Five men have been arrested on suspicion of a public order offence in connection with a model of Grenfell Tower being burned on a bonfire.
A video shared on social media shows a cardboard model of the tower being set alight by a laughing crowd.
The Metropolitan Police said the men – two aged 49 and the others aged 19, 46 and 55 – handed themselves in at a south London station on Monday night.
Prime Minister Theresa May had called the video “utterly unacceptable”.
The footage shows a large model bearing a Grenfell Tower sign, complete with paper figures at the windows, being set on fire.
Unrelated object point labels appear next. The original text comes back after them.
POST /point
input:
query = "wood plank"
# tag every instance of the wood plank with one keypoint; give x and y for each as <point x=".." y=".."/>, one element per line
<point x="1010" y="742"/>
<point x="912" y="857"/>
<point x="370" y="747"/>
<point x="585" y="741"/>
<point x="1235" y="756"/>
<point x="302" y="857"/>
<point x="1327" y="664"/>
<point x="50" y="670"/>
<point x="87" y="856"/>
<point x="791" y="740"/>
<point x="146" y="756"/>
Laughter can be heard off camera as the effigy is set alight, with onlookers shouting “Help me! Help me!” and “Jump out the window!” as the blaze takes hold.
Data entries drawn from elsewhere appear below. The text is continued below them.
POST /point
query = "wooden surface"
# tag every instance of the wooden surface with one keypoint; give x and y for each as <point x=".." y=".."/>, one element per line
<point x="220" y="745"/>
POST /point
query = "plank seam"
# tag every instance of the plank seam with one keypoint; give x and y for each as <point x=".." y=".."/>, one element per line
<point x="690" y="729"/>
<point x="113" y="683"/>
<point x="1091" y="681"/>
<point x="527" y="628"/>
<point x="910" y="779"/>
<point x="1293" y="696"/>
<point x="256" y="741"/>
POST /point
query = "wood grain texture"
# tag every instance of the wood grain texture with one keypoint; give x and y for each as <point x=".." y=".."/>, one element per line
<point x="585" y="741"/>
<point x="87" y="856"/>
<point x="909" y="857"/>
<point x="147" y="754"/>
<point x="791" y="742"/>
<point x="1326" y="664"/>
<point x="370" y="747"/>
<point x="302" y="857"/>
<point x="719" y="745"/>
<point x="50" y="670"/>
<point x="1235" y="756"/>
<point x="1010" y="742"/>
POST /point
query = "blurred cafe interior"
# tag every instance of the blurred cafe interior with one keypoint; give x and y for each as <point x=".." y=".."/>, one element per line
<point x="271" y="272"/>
At the end of the clip a person can be heard saying:
“That’s what happens when they don’t pay their rent.”
A total of 72 people were killed in the devastating blaze at the west London tower block in June 2017.
The men have been arrested under section 4a of the Public Order Act 1986, which covers intentional “harassment, alarm or distress” caused via the use of “threatening, abusive or insulting” words or signs.
Offences committed on a private residence where a person “had no reason to believe” it would be “heard or seen by a person outside that or any other dwelling” are protected from prosecution under the act.
Moyra Samuels, part of the Justice For Grenfell campaign group, told the BBC the video was “a disgusting attack on vulnerable people”.
She added: “We have no doubt that there are actually decent, generous people across Britain and this actual act doesn’t represent ordinary British people.
“But there is a worrying rise of racism in this country at the moment. And that is concerning, because it’s now starting to impact on us directly, which means that we actually need to be thinking what we do about this, and how we respond to this as a whole.”
Natasha Elcock, from Grenfell United, said:
“Not only is it extremely upsetting to survivors and people who lost family, it’s hateful and offensive to everyone that has been affected by the tragic events of that night.”
Under the Public Order Act, racially or religiously aggravated offences carry a prison sentence of up to two years, a fine or both.